Started reading about ZeroMQ with the hope that it could do some firewall traversal thing, to connect mutually-unroutable nodes. Well, it could, but it'd need a proxy to run on a server both can contact, and lots of users won't have a server to run that on. The XMPP approach used by dvcs-autosync is looking like the likeliest way for git-annex to handle that use case.

However, ZeroMQ did point in promising directions to handle another use case I need to support: Local pairing. In fairly short order, I got ZeroMQ working over IP Multicast (PGM), with multiple publishers sending messages that were all seen by multiple clients on the LAN (actually the WAN; works over OpenVPN too). I had been thinking about using Avahi/ZeroConf for discovery of systems to pair with, but ZeroMQ is rather more portable and easy to work with.

Unfortunatly, I wasn't able to get ZeroMQ to behave reliably enough. It seems to have some timeout issues the way I'm trying to use it, or perhaps its haskell bindings are buggy? Anyway, it's really overkill to use PGM when all I need for git-annex pairing discovery is lossy UDP Multicast. Haskell has a simple network-multicast library for that, and it works great.

With discovery out of the way (theoretically), the hard part about pairing is going to be verifying that the desired repository is being paired with, and not some imposter. My plan to deal with this involves a shared secret, that can be communicated out of band, and HMAC. The webapp will prompt both parties to enter the same agreed upon secret (which could be any phrase, ideally with 64 bytes of entropy), and will then use it as the key for HMAC on the ssh public key. The digest will be sent over the wire, along with the ssh public key, and the other side can use the shared secret to verifiy the key is correct.

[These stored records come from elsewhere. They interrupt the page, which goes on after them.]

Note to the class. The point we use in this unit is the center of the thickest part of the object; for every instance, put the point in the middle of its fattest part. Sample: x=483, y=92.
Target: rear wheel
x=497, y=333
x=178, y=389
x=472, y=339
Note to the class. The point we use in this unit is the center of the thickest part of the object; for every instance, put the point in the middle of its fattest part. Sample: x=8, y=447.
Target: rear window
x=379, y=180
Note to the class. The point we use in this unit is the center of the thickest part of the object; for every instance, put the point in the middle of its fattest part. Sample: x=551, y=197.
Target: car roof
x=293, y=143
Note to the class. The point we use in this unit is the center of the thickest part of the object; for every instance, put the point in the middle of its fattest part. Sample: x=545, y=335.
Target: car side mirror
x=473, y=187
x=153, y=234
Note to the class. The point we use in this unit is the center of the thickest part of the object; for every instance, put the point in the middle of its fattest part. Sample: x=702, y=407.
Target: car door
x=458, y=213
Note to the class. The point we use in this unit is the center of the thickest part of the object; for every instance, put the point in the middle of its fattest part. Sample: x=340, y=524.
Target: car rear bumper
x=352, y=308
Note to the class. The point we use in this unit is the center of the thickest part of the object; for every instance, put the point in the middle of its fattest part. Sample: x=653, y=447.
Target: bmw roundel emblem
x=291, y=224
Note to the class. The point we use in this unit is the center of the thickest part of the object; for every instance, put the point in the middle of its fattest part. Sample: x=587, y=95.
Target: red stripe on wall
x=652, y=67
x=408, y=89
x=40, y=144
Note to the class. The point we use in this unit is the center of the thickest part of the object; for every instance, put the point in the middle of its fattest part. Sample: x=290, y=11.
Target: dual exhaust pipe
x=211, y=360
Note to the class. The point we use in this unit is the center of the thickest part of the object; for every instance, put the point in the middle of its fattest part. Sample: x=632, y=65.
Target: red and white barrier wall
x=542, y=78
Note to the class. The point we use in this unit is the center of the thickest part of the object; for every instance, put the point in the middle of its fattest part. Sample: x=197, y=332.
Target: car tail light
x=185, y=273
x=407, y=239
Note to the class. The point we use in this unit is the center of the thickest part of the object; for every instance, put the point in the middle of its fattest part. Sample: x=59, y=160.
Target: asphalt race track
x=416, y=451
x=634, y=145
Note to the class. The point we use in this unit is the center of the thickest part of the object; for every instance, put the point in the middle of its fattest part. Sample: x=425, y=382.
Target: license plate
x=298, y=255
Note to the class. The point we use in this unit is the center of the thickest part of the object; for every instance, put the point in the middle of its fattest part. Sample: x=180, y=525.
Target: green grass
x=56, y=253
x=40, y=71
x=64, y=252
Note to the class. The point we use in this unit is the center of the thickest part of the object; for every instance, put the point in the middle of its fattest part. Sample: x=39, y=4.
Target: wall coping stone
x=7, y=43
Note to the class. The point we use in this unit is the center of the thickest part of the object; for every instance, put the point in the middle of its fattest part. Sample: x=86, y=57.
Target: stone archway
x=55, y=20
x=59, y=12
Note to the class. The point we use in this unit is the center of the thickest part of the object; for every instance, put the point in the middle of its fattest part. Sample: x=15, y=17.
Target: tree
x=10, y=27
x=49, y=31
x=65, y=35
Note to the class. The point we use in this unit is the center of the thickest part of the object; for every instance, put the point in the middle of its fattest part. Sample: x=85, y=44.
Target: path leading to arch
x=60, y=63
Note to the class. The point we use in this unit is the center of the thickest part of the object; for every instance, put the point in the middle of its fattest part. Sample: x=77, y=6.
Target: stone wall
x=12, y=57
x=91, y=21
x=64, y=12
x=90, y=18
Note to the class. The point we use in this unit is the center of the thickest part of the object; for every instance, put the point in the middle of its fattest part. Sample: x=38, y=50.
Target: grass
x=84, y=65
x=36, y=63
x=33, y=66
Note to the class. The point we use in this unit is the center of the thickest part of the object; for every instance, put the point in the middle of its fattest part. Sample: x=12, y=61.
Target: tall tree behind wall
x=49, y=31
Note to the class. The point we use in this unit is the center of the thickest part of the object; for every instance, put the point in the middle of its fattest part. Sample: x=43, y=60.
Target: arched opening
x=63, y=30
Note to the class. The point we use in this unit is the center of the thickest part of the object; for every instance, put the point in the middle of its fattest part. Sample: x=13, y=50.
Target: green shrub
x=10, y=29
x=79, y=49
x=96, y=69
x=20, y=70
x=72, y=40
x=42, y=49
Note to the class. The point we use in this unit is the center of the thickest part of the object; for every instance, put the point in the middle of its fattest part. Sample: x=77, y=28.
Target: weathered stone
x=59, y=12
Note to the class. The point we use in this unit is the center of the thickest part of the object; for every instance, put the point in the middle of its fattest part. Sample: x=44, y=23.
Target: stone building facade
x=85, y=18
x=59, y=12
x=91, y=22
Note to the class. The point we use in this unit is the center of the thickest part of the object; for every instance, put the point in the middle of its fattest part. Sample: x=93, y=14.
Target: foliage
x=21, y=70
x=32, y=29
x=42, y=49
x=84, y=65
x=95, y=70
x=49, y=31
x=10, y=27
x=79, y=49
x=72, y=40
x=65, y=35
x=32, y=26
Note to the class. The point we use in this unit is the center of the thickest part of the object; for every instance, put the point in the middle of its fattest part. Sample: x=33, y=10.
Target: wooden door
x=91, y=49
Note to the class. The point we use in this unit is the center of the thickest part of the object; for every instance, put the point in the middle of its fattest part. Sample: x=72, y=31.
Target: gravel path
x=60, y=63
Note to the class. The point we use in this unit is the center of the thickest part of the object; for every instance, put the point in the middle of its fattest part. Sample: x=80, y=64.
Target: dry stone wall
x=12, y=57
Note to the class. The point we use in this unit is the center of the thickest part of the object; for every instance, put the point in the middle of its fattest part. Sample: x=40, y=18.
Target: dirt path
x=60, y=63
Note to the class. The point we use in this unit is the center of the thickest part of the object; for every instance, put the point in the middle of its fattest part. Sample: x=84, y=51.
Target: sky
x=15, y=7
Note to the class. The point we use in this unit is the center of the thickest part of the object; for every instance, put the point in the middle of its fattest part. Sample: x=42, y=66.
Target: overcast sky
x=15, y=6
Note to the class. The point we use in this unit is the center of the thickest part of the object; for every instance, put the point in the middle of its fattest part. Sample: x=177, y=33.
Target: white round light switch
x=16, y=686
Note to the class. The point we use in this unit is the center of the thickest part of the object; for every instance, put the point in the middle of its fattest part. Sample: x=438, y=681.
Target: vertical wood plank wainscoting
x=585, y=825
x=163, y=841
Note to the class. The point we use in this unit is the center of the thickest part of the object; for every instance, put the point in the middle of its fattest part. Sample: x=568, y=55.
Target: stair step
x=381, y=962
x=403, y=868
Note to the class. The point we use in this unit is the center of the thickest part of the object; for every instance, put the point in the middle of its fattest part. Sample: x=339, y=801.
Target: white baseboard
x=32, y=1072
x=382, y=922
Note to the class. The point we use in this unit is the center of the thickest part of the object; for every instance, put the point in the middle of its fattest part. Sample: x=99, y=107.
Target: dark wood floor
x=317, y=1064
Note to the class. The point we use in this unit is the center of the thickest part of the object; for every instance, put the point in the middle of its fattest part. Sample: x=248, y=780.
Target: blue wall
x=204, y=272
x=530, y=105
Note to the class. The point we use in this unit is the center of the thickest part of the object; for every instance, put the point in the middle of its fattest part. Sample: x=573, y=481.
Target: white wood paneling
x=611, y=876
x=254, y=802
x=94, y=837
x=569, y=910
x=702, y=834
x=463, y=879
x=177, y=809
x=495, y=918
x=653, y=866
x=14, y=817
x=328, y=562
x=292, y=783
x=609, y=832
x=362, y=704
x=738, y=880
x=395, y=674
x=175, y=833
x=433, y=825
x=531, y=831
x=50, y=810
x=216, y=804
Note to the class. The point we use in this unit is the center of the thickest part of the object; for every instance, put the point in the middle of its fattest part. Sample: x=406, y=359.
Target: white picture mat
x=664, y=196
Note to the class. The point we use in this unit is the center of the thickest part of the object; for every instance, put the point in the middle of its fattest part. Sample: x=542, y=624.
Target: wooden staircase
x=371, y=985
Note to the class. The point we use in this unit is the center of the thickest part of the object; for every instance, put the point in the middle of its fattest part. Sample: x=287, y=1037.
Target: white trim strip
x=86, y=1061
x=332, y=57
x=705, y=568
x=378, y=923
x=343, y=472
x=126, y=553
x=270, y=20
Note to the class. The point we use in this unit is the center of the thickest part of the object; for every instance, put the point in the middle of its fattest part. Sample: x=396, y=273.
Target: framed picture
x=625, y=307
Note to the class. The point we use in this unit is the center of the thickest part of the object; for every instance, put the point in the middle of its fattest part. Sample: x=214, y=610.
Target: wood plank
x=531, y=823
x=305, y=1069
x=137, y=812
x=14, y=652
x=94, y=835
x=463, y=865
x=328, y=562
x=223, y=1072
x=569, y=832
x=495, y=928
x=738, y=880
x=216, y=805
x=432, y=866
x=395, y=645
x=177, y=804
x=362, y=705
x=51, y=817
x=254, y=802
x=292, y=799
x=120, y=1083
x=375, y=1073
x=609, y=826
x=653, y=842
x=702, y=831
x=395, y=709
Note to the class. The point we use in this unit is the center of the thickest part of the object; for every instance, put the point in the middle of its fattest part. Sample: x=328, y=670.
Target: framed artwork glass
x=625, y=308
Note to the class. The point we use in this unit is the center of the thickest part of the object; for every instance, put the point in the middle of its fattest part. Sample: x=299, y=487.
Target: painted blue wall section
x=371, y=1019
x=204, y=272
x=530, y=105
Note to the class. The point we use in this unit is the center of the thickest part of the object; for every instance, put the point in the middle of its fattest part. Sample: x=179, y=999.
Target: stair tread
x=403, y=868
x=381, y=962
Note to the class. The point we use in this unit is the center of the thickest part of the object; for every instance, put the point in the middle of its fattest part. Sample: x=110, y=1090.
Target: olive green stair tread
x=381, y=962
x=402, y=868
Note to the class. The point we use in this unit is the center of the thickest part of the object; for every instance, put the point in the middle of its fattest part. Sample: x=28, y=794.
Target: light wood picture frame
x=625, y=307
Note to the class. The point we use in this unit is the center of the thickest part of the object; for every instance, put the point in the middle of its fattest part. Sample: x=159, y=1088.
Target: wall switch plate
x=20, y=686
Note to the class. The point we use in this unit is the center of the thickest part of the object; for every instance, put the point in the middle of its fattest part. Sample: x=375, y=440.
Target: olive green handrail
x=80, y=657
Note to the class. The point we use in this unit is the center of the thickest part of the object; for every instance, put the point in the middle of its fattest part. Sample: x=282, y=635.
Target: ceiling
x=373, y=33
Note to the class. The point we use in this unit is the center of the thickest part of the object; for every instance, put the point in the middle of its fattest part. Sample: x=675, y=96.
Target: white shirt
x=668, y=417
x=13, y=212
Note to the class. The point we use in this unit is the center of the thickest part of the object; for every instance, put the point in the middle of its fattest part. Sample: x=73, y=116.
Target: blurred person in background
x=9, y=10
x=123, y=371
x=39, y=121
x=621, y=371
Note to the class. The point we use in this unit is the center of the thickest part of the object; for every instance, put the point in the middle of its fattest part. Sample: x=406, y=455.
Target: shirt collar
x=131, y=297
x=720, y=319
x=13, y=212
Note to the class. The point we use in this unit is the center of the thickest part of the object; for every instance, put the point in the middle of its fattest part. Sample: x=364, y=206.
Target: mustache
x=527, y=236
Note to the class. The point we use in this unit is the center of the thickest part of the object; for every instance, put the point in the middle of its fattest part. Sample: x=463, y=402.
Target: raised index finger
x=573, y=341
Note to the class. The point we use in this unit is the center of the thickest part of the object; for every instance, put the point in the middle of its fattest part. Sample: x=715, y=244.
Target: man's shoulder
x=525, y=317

The other hard part about pairing will be finding the best address to use for git, etc to connect to the other host. If MDNS is available, it's ideal, but if not the pair may have to rely on local DNS, or even hard-coded IPs, which will be much less robust. Or, the assistant could broadcast queries for a peer's current IP address itself, as a poor man's MDNS.

All right then! That looks like a good week's worth of work to embark on.


Slight detour to package the haskell network-multicast library and upload to Debian unstable.

Roughed out a data type that models the whole pairing conversation, and can be serialized to implement it. And a state machine to run that conversation. Not yet hooked up to any transport such as multicast UDP.